“We hold these truths to be self-evident: that all men are created equal; that they are endowed by their creator with inherent and [certain] inalienable rights; that among these are life, liberty, & the pursuit of happiness: that to secure these rights, governments are instituted among men...” - Thomas Jefferson, The Declaration of Independence.
Two hundred and thirty six years on from the Declaration of Independence, political engagement is still a necessity for the masses. Widespread civil rights movements are rising all over the world, in many guises – the Arab Spring, Anonymous, Los Indignados, Greece, the movement against precarity in Portugal – and Jefferson’s writings can once again remind us that inspired words can bind a nation together, catalysing an extraordinary revolution.

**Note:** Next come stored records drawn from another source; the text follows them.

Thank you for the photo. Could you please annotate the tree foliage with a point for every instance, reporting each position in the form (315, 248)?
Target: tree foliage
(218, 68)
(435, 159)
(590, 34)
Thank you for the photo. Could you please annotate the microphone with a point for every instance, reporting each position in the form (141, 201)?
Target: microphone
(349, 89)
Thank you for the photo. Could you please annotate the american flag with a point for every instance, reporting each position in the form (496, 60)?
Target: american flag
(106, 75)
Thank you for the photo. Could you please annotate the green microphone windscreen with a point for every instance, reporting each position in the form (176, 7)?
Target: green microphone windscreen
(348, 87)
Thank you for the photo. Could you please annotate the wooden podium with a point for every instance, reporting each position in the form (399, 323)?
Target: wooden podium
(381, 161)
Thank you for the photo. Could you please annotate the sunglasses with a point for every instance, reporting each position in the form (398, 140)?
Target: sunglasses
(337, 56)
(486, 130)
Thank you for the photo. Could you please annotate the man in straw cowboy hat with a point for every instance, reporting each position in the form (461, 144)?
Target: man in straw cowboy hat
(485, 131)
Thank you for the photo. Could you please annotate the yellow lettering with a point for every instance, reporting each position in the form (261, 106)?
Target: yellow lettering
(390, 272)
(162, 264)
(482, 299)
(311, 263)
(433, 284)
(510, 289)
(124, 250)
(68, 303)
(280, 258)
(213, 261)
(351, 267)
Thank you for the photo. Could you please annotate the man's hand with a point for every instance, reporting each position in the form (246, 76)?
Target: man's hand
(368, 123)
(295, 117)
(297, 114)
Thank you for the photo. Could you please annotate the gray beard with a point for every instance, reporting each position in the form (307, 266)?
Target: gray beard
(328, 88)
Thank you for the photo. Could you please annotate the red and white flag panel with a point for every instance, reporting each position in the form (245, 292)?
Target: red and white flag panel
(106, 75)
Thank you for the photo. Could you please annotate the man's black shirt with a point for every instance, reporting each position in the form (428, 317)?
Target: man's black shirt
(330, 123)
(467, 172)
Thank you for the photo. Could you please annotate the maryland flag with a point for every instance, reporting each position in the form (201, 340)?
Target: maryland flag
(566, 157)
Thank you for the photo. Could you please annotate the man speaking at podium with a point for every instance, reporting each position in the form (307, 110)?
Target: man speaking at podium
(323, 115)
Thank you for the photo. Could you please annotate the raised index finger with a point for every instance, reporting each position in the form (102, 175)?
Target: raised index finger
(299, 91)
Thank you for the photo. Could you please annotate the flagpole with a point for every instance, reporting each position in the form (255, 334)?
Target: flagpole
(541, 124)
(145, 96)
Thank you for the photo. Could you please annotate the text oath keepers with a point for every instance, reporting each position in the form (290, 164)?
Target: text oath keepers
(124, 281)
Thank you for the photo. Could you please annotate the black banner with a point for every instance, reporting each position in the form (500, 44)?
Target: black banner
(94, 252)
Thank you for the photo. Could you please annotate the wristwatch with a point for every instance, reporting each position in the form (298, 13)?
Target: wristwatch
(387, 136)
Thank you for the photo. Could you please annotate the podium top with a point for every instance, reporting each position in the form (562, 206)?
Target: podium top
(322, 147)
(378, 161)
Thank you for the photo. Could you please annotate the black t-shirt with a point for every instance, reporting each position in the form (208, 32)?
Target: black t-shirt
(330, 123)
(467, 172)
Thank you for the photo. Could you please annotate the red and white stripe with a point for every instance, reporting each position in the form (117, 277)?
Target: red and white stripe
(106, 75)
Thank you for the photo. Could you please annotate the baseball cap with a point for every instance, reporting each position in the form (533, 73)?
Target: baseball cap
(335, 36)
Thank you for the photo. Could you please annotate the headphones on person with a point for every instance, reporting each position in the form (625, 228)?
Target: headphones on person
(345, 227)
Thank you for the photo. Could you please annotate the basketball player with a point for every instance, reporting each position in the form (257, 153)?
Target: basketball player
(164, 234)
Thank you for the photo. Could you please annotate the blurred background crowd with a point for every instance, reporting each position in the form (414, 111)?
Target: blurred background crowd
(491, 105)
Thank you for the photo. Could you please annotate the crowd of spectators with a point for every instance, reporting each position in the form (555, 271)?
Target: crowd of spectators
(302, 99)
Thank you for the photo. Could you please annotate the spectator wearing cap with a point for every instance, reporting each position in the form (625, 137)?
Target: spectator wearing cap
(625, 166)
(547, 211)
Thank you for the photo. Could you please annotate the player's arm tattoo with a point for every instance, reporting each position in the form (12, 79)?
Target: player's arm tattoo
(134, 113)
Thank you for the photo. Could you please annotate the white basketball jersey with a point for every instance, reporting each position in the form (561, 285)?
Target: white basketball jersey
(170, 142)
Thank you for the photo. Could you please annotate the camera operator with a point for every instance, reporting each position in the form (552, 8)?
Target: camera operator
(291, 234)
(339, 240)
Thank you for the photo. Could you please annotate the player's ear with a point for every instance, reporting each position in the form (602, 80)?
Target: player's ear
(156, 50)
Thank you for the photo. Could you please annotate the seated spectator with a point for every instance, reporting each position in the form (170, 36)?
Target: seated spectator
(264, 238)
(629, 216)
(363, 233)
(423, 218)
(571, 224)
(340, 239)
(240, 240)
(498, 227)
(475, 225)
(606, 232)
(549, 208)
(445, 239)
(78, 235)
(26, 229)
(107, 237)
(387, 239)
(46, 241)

If democracy—that is, the democracy we have been given—is staggering under the blows of the economic crisis and is powerless to assert the will and interests of the multitude, then is now perhaps the moment to consider that form of democracy obsolete?
This is the crucial question posed by the Occupy movement, according to Michael Hardt and Toni Negri. In a piece for Foreign Affairs, the authors of Empire situate the Occupy Wall Street protest in a "cycle of struggles" that began in Tahrir Square in January, extended to Europe with the Spanish Democracia Real YA! Movement and eventually reached the United States. The hallmark of this wave of popular mobilization has been the practice of "encampments" — ordinary people repossessing public spaces that had fallen under the control of financial corporations and corrupted politicians. At the heart of the protest are both "indignation against corporate greed" and a deep critique of institutional politics:
One obvious and clear message of the protests, of course, is that the bankers and finance industries in no way represent us: What is good for Wall Street is certainly not good for the country (or the world). A more significant failure of representation, though, must be attributed to the politicians and political parties charged with representing the people's interests but in fact more clearly represent the banks and the creditors. Such a recognition leads to a seemingly naive, basic question: Is democracy not supposed to be the rule of the people over the polis—that is, the entirety of social and economic life? Instead, it seems that politics has become subservient to economic and financial interests.